What's a long-term investment?
You are probably aware of the phrase: "A long-term investment is a short-term trade gone wrong!"
It refers to our natural tendency to hold on to an initially poorly performing investment in the hope that it eventually recovers.
My approach to trading-cum-investing turns that phrase on its head. This results in my position trading mantra of "a long-term investment is a short-term trade gone well".
If any of my diverse embryonic positions perform badly, I'm not shy of letting them go with a little help from my stop orders -- just like a trader. But the ones that perform well get to stay in my portfolio for as long as possible, maybe even 'forever', attracting more of my funds and dividends as they go -- just like an investor.
In a nutshell, my approach to 'buying and holding' is to buy like a Trader and hold like an Investor.
On stop orders
What sets me apart from most people around these parts is my use of stop orders.
Stop orders are essential in a leveraged portfolio, so that you can exit a losing position before a 20% loss (assuming 5x leverage) becomes a total wipe-out.
But if the price of my investment rises, then so does the price at which I place my stop order. This allows me to lock-in accrued profits without crystallising those profits prematurely by selling out too soon.
Does it work?
I'll admit that it works rather better in a spread betting account than it does in a regular share dealing account, because there are no fixed transaction charges to overcome by making necessarily large initial investments, and because the leverage helps me to make big gains from small stakes.
Since 'going public' last year, the good news is that in the bull market of 2009 I generated an embarrassingly high return of 3,000% in a modest spread betting account.
The bad news is that subsequently in 2010 I drew down by a maximum of 75% at the worst point, and my draw-down is currently sitting at around 50%. That's minus 50%, so I'd need to double my money just to break even this year! In contrast, the UK market is up 8% this year including dividends.
My own equity curve traces a roller coaster ride, too scary for widows or orphans or those looking for a wealth preservation strategy.
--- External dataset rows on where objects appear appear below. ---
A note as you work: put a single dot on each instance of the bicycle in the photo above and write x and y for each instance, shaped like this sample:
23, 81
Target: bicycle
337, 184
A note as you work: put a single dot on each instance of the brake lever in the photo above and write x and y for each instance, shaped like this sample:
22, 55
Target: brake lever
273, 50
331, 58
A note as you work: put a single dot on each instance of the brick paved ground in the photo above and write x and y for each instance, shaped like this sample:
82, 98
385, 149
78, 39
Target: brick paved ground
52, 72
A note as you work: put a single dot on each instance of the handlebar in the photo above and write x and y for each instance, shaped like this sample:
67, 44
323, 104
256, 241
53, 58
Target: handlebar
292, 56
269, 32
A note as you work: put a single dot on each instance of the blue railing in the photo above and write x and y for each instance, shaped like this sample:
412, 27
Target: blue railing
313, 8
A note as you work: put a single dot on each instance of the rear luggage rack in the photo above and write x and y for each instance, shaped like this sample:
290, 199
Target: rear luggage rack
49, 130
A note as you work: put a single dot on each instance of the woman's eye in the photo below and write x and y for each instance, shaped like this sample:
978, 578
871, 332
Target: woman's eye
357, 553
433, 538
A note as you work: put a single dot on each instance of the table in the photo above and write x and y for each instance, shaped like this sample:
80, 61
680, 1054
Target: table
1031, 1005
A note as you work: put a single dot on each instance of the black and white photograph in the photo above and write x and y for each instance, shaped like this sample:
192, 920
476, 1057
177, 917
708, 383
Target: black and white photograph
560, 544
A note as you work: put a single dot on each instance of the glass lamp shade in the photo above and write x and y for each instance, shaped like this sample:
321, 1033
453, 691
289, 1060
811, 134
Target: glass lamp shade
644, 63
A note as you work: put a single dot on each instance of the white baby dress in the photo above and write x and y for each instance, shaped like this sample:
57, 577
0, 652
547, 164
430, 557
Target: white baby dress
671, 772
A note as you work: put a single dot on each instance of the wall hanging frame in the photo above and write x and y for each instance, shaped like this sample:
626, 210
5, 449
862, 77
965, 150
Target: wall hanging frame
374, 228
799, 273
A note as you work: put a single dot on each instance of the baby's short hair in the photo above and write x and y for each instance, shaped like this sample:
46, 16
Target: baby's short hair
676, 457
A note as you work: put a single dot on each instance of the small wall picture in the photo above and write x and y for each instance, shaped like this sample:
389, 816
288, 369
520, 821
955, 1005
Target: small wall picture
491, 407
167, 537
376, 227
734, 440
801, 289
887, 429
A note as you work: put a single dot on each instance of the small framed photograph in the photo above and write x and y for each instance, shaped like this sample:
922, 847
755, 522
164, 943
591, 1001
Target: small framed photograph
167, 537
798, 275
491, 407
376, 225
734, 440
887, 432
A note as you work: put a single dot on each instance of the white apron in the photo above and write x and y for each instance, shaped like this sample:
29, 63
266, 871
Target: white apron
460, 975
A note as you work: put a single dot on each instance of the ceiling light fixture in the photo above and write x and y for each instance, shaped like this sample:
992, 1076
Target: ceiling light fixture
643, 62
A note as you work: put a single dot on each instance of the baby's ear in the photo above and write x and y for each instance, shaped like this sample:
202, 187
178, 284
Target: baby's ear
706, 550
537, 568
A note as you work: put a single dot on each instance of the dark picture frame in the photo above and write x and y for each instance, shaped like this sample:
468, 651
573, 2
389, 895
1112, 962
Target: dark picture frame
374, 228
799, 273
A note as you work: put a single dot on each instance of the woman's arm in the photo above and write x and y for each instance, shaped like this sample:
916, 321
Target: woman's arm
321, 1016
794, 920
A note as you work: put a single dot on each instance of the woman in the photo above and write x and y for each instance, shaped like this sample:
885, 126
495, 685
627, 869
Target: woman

But it turns out that fortune has favoured the brave, mainly because I wasn't half as brave as I just made out.
Having taken a meagre £600 up to the relatively impressive £18,000 last year, I didn't then presume to be able achieve another 3,000% increase this year. I re-staked only £1,500 of my original 'winnings', and it's a good thing too, because in doing so I suffered an actual worst case draw-down of only £1,000 (which was a mere 5.5% decline in my accumulated fund).
I wasn't greedy, and I didn't need to be, because this is all about making big gains from small stakes rather than making modest gains on big investments.
Making it more Foolish
My main reason for writing here is to show that spread bets and stop orders need not be the preserve of index- and commodity- traders looking for quick daily profits. It is possible to combine some Foolish and non-Foolish ideas in order to establish and maintain a long-term diverse equity portfolio... with leverage.
The most exciting part is that I believe my results have merely been the result of sound money- and risk- management, rather than clever stock picking.
Imagine what might happen if I incorporated even more Foolish principles, so as to identify the best prospect undervalued dividend-yielding stocks in the first place!